No documento Depois do Gelo (páginas 197-200)

Enquanto Lubbock viaja até Monte Verde, no sul do Chile, precisamos reconstituir outros fatos na busca dos primeiros americanos. Em fins da década de 1970, começou uma mudança fundamental no estudo do passado americano: não era mais possível confiar apenas no testemunho arqueológico. Os linguistas e geneticistas que estudavam americanos nativos vivos também se tornaram pré- historiadores e passaram a perguntar quando chegaram os primeiros americanos, e de onde eles vieram. E o mesmo fizeram os dentistas.

A ideia de uma "pré-história dentária" talvez pareça bizarra, mas seu estudo é muito informativo. Os dentes humanos variam cm forma e tamanho; os incisivos têm uma forma particular de arestas e ranhuras; o número de raízes de cada molar pode variar, como ocorre com o número de cúspides. Esses traços são fortemente determinados por nossos genes e evoluem muito devagar — portanto, duas pessoas com padrões dentários semelhantes têm chance de ser estreitamente relacionadas.

Christy G. Turner II, antropólogo da Universidade do Estado do Arizona, tornou-se um pré- historiador dentário há mais de 20 anos, coletando informação sobre os dentes de americanos nativos, e comparando-os com os dentes de pessoas de todo o Velho Mundo. Em 1994, já medira mais de 15 mil grupos de dentes. Em cada grupo, 29 características diferentes, como o comprimento das raízes e a forma das coroas. A maioria dos dentes pertencera a americanos nativos antes do contato europeu e viera de túmulos pré-históricos. Fato importante, pois todos os genes que chegavam ao depósito de genes americanos resultantes de cruzamento com europeus, ou em uma data posterior com africanos, poderiam haver influenciado os padrões dentários que ele estudou.

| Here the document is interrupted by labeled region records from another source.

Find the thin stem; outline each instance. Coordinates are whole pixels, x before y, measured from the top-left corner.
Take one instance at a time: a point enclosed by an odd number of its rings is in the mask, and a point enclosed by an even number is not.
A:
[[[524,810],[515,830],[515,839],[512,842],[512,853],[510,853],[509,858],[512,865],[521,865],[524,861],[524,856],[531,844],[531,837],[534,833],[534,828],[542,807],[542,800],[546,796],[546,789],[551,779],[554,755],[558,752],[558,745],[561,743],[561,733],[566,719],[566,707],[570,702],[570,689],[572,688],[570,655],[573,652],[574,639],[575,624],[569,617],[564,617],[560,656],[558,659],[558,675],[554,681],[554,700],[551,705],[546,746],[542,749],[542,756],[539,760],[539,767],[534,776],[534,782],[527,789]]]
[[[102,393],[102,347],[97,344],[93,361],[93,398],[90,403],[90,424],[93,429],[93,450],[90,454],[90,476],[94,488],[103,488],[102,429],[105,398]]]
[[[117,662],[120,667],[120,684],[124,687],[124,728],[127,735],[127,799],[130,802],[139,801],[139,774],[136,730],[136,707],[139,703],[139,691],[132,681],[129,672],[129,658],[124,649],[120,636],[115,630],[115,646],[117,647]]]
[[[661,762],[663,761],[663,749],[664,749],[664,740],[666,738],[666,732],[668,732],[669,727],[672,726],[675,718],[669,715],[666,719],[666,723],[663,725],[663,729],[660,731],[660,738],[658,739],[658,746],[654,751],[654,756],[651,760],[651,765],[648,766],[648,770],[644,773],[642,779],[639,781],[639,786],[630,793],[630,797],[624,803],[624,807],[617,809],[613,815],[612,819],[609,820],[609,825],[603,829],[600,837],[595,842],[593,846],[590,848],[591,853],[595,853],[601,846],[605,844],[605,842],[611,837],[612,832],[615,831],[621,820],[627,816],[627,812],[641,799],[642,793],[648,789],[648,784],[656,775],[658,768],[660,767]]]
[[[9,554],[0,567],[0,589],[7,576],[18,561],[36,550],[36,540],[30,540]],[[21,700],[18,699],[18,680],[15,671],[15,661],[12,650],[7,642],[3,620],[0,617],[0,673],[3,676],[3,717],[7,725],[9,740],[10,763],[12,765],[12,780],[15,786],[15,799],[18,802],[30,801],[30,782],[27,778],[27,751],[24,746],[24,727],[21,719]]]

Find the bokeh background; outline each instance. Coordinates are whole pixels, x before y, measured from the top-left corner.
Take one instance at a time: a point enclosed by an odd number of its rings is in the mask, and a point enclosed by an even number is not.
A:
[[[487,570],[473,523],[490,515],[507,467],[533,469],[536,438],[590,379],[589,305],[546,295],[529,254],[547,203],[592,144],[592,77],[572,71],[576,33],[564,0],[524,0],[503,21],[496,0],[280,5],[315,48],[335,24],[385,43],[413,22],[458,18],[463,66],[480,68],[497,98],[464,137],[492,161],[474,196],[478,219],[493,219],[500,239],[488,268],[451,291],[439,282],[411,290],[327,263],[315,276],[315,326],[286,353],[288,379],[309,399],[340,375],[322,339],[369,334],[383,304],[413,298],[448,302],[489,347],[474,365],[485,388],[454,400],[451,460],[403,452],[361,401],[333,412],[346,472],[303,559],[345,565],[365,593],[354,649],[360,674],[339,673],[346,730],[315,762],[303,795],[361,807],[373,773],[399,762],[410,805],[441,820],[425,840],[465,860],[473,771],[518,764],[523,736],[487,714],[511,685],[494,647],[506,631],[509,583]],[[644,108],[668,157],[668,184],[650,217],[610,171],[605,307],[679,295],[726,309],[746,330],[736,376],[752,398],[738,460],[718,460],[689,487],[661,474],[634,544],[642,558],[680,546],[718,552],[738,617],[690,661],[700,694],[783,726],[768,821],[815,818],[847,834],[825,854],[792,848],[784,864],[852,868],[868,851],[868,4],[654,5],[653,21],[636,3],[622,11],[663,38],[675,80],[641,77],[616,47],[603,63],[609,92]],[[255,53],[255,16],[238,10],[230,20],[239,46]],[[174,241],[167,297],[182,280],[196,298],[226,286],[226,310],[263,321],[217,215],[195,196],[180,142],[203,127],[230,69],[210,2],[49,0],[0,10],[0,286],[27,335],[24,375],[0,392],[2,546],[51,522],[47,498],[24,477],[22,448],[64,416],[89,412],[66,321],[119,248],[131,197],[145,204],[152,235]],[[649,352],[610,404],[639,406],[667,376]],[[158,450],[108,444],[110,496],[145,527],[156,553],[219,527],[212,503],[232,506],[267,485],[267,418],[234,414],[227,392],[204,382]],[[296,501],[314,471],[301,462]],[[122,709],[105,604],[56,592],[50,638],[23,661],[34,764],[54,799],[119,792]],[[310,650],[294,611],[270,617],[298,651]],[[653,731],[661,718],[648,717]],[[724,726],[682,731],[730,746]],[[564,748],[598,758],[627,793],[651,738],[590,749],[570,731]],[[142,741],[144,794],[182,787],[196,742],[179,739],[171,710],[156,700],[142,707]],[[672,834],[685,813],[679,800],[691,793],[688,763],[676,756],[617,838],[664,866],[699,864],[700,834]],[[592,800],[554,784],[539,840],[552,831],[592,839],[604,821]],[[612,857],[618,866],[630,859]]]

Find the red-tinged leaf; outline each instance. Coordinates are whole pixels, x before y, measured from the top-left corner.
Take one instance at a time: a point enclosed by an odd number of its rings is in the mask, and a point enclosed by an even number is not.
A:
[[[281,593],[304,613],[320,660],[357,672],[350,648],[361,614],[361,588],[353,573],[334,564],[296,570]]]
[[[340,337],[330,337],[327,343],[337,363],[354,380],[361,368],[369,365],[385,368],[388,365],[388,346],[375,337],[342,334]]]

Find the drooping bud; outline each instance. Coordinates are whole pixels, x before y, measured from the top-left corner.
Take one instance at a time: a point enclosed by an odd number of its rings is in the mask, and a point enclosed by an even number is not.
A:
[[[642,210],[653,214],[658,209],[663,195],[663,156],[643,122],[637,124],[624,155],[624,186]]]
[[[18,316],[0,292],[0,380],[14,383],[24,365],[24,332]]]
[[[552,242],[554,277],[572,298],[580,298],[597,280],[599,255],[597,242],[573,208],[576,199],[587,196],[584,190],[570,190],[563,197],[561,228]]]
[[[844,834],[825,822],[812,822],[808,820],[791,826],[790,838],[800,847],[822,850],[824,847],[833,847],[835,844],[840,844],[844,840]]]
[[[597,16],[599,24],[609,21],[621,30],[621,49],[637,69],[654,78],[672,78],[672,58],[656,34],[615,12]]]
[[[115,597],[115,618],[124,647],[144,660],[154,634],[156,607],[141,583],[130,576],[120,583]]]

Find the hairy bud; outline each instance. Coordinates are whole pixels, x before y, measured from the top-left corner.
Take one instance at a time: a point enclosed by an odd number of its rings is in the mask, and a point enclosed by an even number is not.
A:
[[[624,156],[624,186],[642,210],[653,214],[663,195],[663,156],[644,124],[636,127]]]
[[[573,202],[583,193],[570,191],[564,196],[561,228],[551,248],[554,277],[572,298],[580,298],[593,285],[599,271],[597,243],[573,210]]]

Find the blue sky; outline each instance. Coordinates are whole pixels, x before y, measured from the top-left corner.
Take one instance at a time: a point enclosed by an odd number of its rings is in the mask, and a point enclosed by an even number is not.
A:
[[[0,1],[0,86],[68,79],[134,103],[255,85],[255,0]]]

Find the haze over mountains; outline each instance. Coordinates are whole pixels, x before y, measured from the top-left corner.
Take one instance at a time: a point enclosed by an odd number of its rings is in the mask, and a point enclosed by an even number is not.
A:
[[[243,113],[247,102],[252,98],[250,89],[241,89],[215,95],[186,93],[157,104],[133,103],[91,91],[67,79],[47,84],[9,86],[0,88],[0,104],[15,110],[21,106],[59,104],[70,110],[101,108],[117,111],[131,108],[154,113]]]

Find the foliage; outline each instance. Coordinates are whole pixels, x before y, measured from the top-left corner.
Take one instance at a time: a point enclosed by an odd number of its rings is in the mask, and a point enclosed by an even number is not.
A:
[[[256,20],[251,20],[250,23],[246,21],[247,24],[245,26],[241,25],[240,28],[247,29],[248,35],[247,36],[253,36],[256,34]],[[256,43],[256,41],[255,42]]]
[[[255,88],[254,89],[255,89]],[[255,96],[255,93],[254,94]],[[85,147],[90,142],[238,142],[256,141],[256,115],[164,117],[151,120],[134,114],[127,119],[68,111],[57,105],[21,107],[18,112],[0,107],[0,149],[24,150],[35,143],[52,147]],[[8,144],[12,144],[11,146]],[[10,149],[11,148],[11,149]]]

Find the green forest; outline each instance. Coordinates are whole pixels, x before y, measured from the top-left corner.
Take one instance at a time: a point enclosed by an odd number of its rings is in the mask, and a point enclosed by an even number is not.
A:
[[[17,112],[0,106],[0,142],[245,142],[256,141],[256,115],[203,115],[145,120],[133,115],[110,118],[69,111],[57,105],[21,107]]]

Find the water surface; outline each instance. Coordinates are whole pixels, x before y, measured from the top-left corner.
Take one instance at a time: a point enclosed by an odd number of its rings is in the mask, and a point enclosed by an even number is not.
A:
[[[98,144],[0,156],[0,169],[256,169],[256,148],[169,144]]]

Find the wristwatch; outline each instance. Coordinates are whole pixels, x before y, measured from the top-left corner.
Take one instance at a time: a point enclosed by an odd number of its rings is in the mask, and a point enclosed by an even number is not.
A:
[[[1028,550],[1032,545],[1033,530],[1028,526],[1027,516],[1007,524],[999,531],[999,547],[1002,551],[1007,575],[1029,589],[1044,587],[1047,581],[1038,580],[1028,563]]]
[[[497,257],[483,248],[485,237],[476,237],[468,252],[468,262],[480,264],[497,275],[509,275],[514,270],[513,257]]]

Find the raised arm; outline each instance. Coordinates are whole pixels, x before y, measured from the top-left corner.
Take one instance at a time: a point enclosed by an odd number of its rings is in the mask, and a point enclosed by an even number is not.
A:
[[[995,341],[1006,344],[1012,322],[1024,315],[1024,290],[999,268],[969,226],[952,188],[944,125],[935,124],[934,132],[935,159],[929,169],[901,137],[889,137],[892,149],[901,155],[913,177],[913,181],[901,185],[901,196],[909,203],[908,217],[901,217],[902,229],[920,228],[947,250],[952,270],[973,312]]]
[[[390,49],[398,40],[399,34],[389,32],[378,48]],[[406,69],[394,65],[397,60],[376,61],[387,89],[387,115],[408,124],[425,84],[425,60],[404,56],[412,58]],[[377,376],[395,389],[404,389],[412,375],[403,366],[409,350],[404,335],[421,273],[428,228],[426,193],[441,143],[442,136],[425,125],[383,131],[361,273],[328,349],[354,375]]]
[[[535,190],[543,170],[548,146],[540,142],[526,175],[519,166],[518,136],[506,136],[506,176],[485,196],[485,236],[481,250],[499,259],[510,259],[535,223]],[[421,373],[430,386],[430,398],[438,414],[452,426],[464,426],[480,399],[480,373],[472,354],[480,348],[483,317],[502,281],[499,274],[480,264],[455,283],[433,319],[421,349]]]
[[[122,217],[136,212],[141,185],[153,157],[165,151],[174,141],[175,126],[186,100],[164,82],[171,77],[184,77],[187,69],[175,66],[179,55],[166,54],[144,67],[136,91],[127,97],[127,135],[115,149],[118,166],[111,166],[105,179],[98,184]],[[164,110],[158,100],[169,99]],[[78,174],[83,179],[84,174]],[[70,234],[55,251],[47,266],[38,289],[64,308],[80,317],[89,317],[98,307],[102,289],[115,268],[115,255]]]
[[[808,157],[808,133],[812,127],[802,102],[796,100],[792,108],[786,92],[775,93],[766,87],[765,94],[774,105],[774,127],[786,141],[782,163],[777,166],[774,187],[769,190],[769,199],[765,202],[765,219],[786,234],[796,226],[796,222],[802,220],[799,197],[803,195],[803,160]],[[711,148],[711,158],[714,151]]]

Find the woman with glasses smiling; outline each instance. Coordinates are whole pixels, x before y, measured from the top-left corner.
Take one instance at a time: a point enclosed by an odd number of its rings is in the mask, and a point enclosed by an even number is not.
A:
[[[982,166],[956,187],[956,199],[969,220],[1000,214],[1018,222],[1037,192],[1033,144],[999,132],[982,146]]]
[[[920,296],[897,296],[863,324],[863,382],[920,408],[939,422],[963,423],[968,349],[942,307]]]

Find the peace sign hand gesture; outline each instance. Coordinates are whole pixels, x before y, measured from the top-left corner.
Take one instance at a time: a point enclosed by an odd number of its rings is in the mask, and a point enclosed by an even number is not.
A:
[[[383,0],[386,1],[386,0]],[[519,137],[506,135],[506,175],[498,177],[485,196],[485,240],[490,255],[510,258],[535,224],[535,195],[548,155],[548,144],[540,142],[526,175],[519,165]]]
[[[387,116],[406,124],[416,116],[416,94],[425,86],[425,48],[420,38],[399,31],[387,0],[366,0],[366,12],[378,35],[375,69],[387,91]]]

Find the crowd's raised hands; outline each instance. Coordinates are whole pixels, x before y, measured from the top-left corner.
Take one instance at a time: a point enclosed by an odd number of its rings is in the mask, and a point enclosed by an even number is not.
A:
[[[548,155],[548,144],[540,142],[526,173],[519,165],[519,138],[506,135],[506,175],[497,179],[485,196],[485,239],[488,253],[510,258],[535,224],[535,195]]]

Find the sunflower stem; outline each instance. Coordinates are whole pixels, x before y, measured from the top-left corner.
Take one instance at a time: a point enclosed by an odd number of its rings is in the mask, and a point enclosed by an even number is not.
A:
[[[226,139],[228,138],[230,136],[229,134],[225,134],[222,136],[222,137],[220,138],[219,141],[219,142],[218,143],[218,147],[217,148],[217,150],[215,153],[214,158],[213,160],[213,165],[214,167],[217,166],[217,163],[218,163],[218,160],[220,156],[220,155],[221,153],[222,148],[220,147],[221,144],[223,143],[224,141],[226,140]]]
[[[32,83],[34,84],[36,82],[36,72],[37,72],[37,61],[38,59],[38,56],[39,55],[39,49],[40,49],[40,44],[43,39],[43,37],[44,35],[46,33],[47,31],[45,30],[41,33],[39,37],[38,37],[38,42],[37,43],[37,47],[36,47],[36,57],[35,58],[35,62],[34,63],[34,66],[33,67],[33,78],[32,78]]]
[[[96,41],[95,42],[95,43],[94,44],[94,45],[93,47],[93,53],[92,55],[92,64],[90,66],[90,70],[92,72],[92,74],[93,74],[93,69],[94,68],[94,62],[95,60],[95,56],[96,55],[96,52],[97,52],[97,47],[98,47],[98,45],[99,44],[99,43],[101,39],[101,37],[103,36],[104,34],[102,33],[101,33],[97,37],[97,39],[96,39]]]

A pergunta feita por Turner era simples: em que parte do Velho Mundo encontramos pessoas com padrões dentários mais semelhantes aos de americanos nativos? Embora dependesse de complexos métodos estatísticos, a resposta em si foi direta: no norte da Ásia, e mais em particular no norte da China, na Mongólia e na Sibéria oriental. Essas pessoas partilham um tão grande padrão dentário com americanos nativos que Turner as chamou de "sinodontos", contrastando-os com pessoas de outras partes da Ásia, África e Europa, todos os quais batizados por ele como "sundadontos". Assim, confiou em que o norte da Ásia foi a terra original dos americanos nativos.

Também se apresentaram diferenças na dentição dos próprios sinodontos norte-americanos. Turner identificou três grupos distintos que, sugeriu, se relacionavam com três diferentes ocorrências migratórias, começando por volta de 12000 a.C. — ideia que realmente deitou raízes quando se acrescentaram indícios de línguas americanas nativas.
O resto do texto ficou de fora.